Marielle Franco: pegar culpados é teste de fogo para intervenção
Execução planejada de vereadora do Psol marca novo fundo do poço no Rio de Janeiro
Publicado em 15 de março de 2018 às, 12h29.
Última atualização em 15 de março de 2018 às, 16h33.
Quem lê esta coluna sabe que não nutro qualquer simpatia pelas ideias e pelos métodos do PSOL, mas é impossível não se solidarizar num momento de tamanha barbárie e injustiça. Marielle Franco, vereadora da cidade do Rio de Janeiro pelo PSOL assassinada ontem na região central da cidade, foi um exemplo de coragem na luta pelos direitos humanos. Foi incansável na defesa de indivíduos vulneráveis contra a violência criminosa de milícias e do próprio Estado, que se pretende de Direito mas, na prática, comete violações e arbitrariedades. Que sua família encontre forças neste momento, que sua memória seja lembrada e seu legado levado adiante.
Não está claro ainda quem foi o responsável pelo atentado, que vitimou também o motorista Anderson Pedro Gomes. A assessora Fernanda Chaves estava no veículo e sobreviveu; quem sabe ela possa ajudar nas investigações. O fato é que Marielle vinha denunciando com muita força a atuação do 41º batalhão da Polícia Militar na favela de Acari, além de combater constantemente as milícias que aterrorizam tantas comunidades. É razoável supor que o assassinato tenha partido dessa estrutura do crime organizado carioca, que conta com atores estatais e não-estatais.
Via de regra, um assassinato premeditado não se mostra como tal. Busca se disfarçar de algum outro crime, como um latrocínio, para não dar bandeira. Neste caso, não houve nenhuma tentativa de disfarçar: os criminosos atiraram nove vezes no carro da vereadora e fugiram, sem roubar nada. Deram bandeira propositalmente. Ou seja, além de um assassinato, foi também um recado para outros que façam o que Marielle vinha fazendo: denunciando grupos que matam para garantir seu poder. E isso mostra como, para o crime, a legislação brasileira e as forças encarregadas de mantê-la já não impõem medo algum. A democracia está refém de bandidos armados.
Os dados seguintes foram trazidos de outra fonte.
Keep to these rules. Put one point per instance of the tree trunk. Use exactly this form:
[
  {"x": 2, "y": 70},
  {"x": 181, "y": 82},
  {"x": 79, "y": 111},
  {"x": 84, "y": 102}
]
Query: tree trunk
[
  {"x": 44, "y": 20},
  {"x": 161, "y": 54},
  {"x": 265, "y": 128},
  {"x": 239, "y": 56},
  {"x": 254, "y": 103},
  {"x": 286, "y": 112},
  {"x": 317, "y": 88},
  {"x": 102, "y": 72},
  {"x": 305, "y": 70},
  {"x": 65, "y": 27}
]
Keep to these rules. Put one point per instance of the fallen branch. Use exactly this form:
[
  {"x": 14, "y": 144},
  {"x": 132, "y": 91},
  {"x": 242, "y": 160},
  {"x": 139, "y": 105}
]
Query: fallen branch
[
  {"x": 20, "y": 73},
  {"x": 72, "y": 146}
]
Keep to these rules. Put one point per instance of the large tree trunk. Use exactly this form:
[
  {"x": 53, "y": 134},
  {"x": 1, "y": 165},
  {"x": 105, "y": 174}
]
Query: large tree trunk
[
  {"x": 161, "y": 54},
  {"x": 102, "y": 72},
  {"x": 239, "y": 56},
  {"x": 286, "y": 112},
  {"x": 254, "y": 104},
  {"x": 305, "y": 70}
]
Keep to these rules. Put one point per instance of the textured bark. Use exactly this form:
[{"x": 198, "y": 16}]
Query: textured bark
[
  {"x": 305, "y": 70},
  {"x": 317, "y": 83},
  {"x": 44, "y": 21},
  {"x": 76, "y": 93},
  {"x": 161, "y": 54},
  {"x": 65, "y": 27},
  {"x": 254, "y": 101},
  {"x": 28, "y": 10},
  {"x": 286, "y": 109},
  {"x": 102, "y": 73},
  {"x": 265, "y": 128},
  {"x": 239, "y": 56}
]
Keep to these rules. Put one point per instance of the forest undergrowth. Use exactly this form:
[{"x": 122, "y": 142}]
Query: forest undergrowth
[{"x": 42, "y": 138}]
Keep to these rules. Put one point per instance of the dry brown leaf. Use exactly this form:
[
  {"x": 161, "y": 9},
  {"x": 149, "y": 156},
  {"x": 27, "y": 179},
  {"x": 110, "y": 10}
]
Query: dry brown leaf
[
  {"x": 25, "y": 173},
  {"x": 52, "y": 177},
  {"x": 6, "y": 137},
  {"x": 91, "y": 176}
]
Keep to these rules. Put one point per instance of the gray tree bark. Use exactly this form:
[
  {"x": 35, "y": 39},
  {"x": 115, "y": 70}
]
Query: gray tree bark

A situação no Rio de Janeiro é gravíssima. Não só pelo índice de violência – há lugares com ainda mais mortes -, como pelo poder de traficantes e milícias que rivalizam com o Estado e, para completar, por ter polícias que atuam também como facções criminosas. É praticamente impossível que uma solução do problema venha de dentro do estado, pois as forças capazes de combater a criminalidade estão elas mesmas corrompidas e em alguma medida trabalhando contra seu propósito institucional. Por isso enxerguei desde o início a intervenção federal na segurança do estado como desejável. Apenas um agente externo – com liberdade para gerir as polícias se preocupar com aços políticos – terá alguma esperança de consertar uma realidade interna calamitosa e que já não responde a qualquer tentativa de mudança que vem de dentro.
A situação já era gravíssima, mas a execução planejada de uma vereadora marca um novo fundo do poço. Sendo assim, é também o teste de fogo do interventor federal, o general Walter Braga Netto, e seu secretário de segurança pública, o general Richard Nunes. Se falharem em resolver esse caso, ficará difícil levar a intervenção a sério; como algo mais do que mero paliativo para inglês ver. Por outro lado, se o exército pegar os culpados – o que envolverá confronto direto com o crime organizado -, a intervenção estará vindicada, e poderemos ter esperança na restauração da segurança no estado.
O assassinato de Marielle Franco foi um ato desumano e um atentado contra a ordem social, legal e política. Que ela ao menos sirva como o início de uma retomada ao caminho da lei e da ordem, a única esperança para um dia sermos uma sociedade que respeite os direitos humanos, tal como a vereadora sonhava.